Complete step by step answer:
In the question, it is given that the mass of the body was $1Kg$ and it exploded into three fragments.
Let the masses of individual fragments be ${m_1}$, ${m_2}$ and ${m_3}$. It is given in the question that the masses are in the ratio $1:1:3$. So the values of mass of each fragment is,
${m_1} = 1 \times \dfrac{1}{5} = 0.2Kg$,
${m_2} = 1 \times \dfrac{1}{5} = 0.2Kg$ and
${m_3} = 1 \times \dfrac{3}{5} = 0.6Kg$.
We know that the momentum of the system is always conserved.

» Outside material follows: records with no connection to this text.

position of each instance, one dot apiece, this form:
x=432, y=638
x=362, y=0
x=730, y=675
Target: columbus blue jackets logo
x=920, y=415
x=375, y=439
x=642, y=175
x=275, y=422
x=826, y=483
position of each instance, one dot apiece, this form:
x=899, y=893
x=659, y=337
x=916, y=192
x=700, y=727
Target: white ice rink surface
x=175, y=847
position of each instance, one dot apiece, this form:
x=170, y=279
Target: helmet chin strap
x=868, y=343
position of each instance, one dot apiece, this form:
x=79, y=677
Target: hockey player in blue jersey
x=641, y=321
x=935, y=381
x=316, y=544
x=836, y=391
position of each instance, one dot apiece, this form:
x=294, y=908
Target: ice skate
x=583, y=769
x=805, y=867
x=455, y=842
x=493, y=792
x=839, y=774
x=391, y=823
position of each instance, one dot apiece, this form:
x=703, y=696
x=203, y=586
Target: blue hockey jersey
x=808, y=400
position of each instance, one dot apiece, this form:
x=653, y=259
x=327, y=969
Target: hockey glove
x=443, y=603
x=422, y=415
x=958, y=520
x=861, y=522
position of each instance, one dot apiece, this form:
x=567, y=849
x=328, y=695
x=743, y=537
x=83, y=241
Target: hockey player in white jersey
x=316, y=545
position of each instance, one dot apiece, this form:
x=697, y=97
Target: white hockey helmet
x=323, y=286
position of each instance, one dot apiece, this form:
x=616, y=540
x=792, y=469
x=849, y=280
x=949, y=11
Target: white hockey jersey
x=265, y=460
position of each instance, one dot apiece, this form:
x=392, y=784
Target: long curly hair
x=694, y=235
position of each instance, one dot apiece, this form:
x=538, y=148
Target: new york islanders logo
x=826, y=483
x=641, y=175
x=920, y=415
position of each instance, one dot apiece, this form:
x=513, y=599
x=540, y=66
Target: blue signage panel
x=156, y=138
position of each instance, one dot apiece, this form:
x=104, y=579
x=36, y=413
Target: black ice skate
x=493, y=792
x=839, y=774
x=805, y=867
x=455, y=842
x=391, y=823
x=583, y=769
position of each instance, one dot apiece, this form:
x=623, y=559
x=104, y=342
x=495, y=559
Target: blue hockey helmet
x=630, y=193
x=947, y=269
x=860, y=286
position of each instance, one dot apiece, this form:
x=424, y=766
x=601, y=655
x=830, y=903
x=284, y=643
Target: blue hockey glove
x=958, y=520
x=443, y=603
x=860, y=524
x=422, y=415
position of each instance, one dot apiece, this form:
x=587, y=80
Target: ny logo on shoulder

So,
$M\vec u = {m_1}{\vec v_1} + {m_2}{\vec v_2} + {m_3}{\vec v_3}$
Here $M$ is the mass of the particle before explosion,
$u$ is the velocity of the particle before explosion,
${m_1}$, ${m_2}$ and ${m_3}$ are the masses of the fragments after explosion and
${v_1}$, ${v_2}$ and ${v_3}$ are the velocities of the fragments after the explosion.
We know that the body is at rest before explosion as it’s already given in the question. So,
$u = 0$
$\Rightarrow 0 = {m_1}{\vec v_1} + {m_2}{\vec v_2} + {m_3}{\vec v_3}$
Substituting the values of ${m_1}$, ${m_2}$ and ${m_3}$ in the above equation, we get
$\Rightarrow 0 = 0.2{\vec v_1} + 0.2{\vec v_2} + 0.6{\vec v_3}$
$\Rightarrow {\vec v_1} + {\vec v_2} = - 3{\vec v_3}$
Let this be equation 1.
In the question, it is said that two of the particles with equal mass fly off perpendicular to each other with a speed of $30m{s^{ - 1}}$ each.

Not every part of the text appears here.